Pada kejujuran, ialah sebuah kesaksian yang harus
diutarakan. Kenapa kamu berubah, kenapa harus saling berjauhan. Toh sebelumnya
tak ada ungkapan cinta atau perasaan darimu, terlebih pula dariku. Pada
penantian, apakah penantian selalu membagi kisah-kisah menjadi cerita yang tak
pernah hilang. Kita mungkin pernah bercerita, aku mengisahkanmu tentang langit
biru tanpa awan, dan kamu berkisah tentang bunga, harumnya, warnanya. Aku
bercerita tentang tulisanku yang hampir selesai, dan kamu bercerita tentang
kamu dan buku barumu.
Apakah ini berlebihan? Aku memang tak pernah mampu
menjadi Oksigen yang berhasil merasuki tubuhmu hingga ke sel terkecil
sekalipun. Aku hanya menulis, membagikan pengalaman ketika aku berusaha tegar
pada tegasnya kehidupan. Aku hanya menulis, sesekali mungkin tentangmu, namun
tak lebih dari sekedar kekaguman teman pada temannya sendiri. Aku hanya
menulis, dan belum mampu menerka hatimu satu persatu. Apakah kamu tersinggung,
atau kamu menaruh harapan?
Pada dedaunan, sejujurnya aku ingin marah. Kenapa
kalian biarkan dia gugur. Kenapa kalian mengabaikan jatuhnya, tak pernahkah
kalian berjanji bersama-sama di tangkai, lalu jatuh bersamaan, atau menghijau
seutuhnya. Apakah aku sedemikian tak peka bak daun hijau pada guguran daun yang
tak lagi subur. Berarti aku harus marah pada diriku sendiri.
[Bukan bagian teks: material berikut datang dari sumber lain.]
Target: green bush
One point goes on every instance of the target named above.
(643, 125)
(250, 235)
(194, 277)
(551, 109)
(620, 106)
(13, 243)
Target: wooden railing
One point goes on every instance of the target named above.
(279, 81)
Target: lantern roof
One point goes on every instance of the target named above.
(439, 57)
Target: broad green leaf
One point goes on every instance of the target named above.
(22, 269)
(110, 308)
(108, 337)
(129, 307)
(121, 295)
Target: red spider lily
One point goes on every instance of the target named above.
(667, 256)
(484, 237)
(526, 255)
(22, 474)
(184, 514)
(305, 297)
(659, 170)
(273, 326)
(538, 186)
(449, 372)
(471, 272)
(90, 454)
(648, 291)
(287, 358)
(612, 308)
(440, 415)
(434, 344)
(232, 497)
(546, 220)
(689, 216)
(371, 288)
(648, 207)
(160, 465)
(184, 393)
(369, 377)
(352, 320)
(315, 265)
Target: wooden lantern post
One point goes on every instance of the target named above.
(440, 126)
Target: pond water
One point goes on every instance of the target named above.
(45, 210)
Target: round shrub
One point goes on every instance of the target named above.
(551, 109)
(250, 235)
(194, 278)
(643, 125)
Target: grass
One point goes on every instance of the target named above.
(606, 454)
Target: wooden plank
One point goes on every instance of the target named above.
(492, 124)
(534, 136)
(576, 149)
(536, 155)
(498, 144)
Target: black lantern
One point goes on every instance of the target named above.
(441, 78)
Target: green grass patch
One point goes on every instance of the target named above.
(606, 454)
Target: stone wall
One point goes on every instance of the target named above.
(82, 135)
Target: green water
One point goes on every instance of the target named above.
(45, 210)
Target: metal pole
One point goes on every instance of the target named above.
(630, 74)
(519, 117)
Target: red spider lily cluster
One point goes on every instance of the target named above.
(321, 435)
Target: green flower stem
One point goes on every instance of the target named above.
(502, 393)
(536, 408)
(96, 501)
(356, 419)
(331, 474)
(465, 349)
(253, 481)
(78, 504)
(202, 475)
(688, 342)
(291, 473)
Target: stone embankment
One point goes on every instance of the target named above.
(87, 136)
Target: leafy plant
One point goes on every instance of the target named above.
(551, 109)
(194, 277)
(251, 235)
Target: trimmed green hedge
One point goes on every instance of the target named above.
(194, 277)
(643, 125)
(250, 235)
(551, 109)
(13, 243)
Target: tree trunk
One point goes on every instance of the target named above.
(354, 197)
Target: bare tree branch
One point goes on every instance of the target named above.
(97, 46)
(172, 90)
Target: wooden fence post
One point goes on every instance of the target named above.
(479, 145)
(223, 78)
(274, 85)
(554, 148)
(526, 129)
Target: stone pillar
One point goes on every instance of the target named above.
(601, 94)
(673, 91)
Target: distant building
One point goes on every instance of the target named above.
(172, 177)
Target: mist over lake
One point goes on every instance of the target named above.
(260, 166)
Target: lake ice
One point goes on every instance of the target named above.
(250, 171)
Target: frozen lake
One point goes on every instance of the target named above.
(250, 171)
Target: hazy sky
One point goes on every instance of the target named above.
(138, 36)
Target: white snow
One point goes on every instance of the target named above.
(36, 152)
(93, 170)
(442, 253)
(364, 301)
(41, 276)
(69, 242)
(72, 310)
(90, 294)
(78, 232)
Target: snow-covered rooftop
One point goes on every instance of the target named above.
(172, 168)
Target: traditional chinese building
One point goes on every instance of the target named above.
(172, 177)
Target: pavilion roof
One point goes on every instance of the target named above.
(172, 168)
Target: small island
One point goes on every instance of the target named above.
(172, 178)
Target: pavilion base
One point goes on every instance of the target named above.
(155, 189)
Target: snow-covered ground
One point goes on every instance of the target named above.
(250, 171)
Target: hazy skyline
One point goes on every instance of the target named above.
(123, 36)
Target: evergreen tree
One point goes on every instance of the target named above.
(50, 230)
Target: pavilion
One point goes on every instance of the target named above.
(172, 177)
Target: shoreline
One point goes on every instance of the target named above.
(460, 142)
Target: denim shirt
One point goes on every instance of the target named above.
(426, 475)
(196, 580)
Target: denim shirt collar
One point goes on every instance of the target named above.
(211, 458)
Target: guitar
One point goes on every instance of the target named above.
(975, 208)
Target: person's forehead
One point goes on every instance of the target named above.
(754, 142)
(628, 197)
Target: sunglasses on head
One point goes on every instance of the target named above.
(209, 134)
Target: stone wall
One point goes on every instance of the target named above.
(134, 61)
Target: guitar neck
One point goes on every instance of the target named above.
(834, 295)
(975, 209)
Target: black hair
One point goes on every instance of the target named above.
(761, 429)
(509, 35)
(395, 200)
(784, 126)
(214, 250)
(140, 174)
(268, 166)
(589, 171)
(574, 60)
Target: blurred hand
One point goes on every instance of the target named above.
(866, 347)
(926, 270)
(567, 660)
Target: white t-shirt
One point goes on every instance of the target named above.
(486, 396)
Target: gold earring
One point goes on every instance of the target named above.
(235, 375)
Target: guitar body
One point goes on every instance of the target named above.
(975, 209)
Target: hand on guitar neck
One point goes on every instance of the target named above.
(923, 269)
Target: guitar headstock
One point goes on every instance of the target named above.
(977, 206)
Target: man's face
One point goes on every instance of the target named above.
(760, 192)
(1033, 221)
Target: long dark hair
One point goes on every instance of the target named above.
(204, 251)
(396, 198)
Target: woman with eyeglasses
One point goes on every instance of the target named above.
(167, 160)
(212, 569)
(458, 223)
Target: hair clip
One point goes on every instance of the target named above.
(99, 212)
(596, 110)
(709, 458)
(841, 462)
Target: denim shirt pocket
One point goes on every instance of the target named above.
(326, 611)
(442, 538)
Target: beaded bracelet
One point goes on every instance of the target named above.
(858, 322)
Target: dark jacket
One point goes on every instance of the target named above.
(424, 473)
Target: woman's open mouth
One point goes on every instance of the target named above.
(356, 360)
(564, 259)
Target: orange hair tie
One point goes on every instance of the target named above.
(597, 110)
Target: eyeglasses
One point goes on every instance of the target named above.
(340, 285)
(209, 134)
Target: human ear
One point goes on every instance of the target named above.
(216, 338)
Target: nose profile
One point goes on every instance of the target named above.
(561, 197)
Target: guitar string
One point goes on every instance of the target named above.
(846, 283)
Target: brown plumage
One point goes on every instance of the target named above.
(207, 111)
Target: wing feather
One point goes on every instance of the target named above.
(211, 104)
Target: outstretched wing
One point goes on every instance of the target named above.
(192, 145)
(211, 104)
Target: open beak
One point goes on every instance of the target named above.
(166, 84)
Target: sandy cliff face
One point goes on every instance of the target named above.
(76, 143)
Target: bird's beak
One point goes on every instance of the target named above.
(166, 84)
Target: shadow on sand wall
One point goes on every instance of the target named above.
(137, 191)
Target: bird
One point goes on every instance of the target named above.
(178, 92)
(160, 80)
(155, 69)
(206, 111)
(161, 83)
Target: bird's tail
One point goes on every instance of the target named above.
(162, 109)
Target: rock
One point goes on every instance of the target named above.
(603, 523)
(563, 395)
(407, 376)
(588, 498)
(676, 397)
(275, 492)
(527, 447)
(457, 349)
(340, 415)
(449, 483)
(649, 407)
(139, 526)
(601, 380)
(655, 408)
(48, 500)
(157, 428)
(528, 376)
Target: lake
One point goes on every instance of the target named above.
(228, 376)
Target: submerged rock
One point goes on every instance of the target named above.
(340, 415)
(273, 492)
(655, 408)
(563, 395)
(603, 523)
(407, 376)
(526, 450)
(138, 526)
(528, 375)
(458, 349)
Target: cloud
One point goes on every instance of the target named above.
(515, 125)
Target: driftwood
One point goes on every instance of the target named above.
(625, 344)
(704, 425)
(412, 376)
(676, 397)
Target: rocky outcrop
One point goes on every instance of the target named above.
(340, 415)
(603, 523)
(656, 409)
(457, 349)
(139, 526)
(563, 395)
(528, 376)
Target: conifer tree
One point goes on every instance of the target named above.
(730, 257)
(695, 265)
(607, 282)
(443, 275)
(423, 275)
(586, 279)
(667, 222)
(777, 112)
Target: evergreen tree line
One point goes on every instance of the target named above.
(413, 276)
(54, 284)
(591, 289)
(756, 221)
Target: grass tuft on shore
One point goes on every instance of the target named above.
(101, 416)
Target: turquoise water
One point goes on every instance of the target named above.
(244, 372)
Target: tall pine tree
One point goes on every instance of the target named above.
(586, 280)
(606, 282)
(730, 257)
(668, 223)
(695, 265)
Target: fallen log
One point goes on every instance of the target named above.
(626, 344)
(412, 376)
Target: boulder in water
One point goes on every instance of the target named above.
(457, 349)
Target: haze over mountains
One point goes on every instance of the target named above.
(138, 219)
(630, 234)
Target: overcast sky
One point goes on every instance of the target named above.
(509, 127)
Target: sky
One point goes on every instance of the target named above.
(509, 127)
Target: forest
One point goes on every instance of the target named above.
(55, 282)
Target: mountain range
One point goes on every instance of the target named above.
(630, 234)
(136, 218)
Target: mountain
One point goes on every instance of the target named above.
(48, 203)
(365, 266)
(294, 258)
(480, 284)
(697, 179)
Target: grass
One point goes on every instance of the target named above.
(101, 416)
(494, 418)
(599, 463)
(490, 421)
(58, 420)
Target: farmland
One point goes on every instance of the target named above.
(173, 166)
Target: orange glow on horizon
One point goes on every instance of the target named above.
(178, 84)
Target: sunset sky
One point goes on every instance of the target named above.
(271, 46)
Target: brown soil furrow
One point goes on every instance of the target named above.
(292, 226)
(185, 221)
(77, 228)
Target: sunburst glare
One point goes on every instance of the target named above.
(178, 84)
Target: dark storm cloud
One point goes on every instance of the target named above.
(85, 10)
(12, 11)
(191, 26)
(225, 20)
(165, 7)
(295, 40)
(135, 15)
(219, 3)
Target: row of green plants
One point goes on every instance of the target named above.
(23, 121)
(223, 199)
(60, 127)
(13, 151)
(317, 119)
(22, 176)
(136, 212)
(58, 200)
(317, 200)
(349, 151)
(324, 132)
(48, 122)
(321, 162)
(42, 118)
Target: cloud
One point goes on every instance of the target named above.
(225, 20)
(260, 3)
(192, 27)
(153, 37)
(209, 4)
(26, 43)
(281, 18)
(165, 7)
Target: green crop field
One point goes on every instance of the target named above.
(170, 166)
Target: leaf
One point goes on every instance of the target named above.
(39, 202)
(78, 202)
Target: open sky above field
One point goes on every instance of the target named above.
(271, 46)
Pada perhatianmu, terima kasih. Bahwa waktu dan
menepati janji ialah dua hal yang akan selalu ada, mungkin tertunda, atau
terlupa, namun akan ada saat-saat mengingat dan mengulangi. Kita mungkin
berhasil membohongi diri sendiri, menahan sakit rasanya menjauh dari apa adanya
atau menepi dari yang biasanya. Tapi aku, kamu, dia, dan kita semua. Setiap
manusia punya hati. Jujur, kamu pasti menangis. Sedang aku?
Rasa, itu yang kamu maksud. Andai aku mahir membaca
pikiranmu sejak pertama kita bertemu, tentu aku akan lebih berhati-hati pada
hari-hari, terutama padamu. Jika perhatian yang kamu maksud, yang mana? Aku
hanya berusaha berbuat baik. Bukankah kita sama-sama tahu soal ini. Kalau
tentang aku? kedepannya aku akan berusaha apa adanya.
Baiklah kita sama-sama menjauh. Katanya ini yang
kamu inginkan. Lewat sajak bisu yang mungkin tak sampai di tanganmu ini aku
menuliskannya. Kita menjauh, namun hanya hati-hati kita yang saling berjauhan.
Biarlah rasa itu tetap ada, namun peliharalah ia pada penantian yang katanya
kamu tunggu-tunggu, semakin dinanti semakin menumbuhkan mimpi-mimpi baru.
Maafkan bila tuturku tak selandai kalimat-kalimat ini, maafkan bila hari-hariku
membuatmu khawatir berlebihan, membuatmu ragu melangkah, hingga membuatmu
berubah. Biarlah, terkadang saling menjauh ialah saling menyelamatkan hati.